Entre les jeux, souvent, les baisers, le repos,
Mêlant le discours grave et les tendres propos,
Comme sur l’oranger aux branches étoilées
Avec l’or des fruits mûrs les jeunes fleurs mêlées,
À la langue du ciel empruntant ses doux sons,
L’épouse se parait d’abondantes chansons.

Déployant sur son cœur les caresses divines,
Comme de chauds rayons sur les vertes collines,
L’époux lui répondait, et versait à son tour
Le chaste enivrement des paroles d’amour.

Non, jamais au printemps, quand la vierge encor pure,
S’abreuve de l’espoir qu’exhale la nature,
Et des premiers aveux, avec l’air plein d’encens,
Aspire la musique à travers tous ses sens ;
Même à l’heure où, laissant tomber ses bras pudiques
Eperdue, elle cède aux prières magiques ;
Où tous les sons divins, voix des flots, bruit du vent,
Tout semble avoir passé dans la voix de l’amant,
Jamais femme ici-bas n’ouït choses pareilles
À la voix, ô Psyché ! qui charmait tes oreilles !

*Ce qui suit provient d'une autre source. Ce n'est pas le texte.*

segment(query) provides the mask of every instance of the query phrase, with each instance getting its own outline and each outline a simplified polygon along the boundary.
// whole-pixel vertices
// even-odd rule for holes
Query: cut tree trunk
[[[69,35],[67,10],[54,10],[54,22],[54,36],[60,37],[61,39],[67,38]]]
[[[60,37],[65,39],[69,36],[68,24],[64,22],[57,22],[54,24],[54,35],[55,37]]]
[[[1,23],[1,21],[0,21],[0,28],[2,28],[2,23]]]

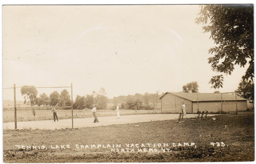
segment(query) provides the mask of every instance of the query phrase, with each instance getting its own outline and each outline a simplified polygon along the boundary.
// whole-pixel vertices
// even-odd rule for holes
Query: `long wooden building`
[[[166,92],[161,96],[161,109],[180,112],[182,103],[188,113],[198,111],[228,112],[247,110],[247,100],[230,93],[191,93]]]

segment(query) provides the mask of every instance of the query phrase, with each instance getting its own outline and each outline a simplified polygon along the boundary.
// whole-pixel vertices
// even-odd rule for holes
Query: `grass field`
[[[166,113],[169,111],[161,110],[120,110],[121,115],[144,114]],[[53,119],[53,116],[51,110],[37,110],[34,117],[31,110],[18,110],[17,121],[47,120]],[[71,110],[57,110],[58,117],[59,119],[70,119],[72,118]],[[115,110],[97,111],[98,117],[112,116],[116,115]],[[92,117],[91,110],[73,110],[74,118]],[[3,111],[3,121],[4,122],[14,121],[14,111],[5,110]]]
[[[182,124],[164,120],[74,129],[4,130],[4,162],[253,161],[253,112],[214,117],[186,119]]]

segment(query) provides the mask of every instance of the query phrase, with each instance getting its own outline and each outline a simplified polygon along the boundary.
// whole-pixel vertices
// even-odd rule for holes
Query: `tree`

Leur extase ainsi coule en paisibles discours,
Comme un flot non troublé, mais qui parle en son cours :
Et chaque heure embellit ce fleuve au bord sonore
Des mille fleurs sans nom que le ciel voit éclore.

Tantôt des voluptés les asiles lointains
Abritent leur amour ; ou, dans les gais festins,
Parmi les immortels qui cherchent leur sourire,
Ils échangent tous deux et la coupe et la lyre ;
Ou la flûte conduit leurs pas entrelacés
Sur les modes divers à la danse tracés.

Tantôt penchés ensemble au bord des sources vives,
Ils tiennent sur les flots leurs âmes attentives ;
Des nids et des bourgeons surprenant les secrets,
Ils écoutent germer les célestes forêts.

Convive du nectar, à l’Amour même unie,
Psyché revêt des dieux la nature infinie.
Tous ses jours, mesurés comme on mesure au ciel,
Ne forment qu’un instant, mais il est éternel.
Sans s’épuiser jamais aux plaisirs qu’elle goûte
Des biens déjà sentis la volupté s’ajoute ;
Et, des fleuves d’en haut merveilleux réservoir,
Son cœur toujours rempli, peut toujours recevoir.







Or, selon les destins, Psyché devint féconde,
Et l’épouse d’Éros mit une fille au monde,
Enfant donnée aux cieux pour en charmer la paix,
Mais cachée aux mortels sous des voiles épais.
Sans jamais l’entrevoir, nous aspirons vers elle ;
Du peuple des vivants, c’est la soif éternelle,
L’attrait par qui tout être au but est excité ;
Mais l’homme n’en sait rien que son nom : Volupté !
Nom qu’usurpent chez nous d’éphémères ivresses !
Nul n’en goûte ici-bas les suprêmes caresses ;
Elle habite un Olympe à l’abri du désir ;
On n’en voit rien que l’ombre à travers le plaisir.
L’amour seul, aux instants d’extase la plus pure,
En révèle à nos cœurs l’idée encore obscure.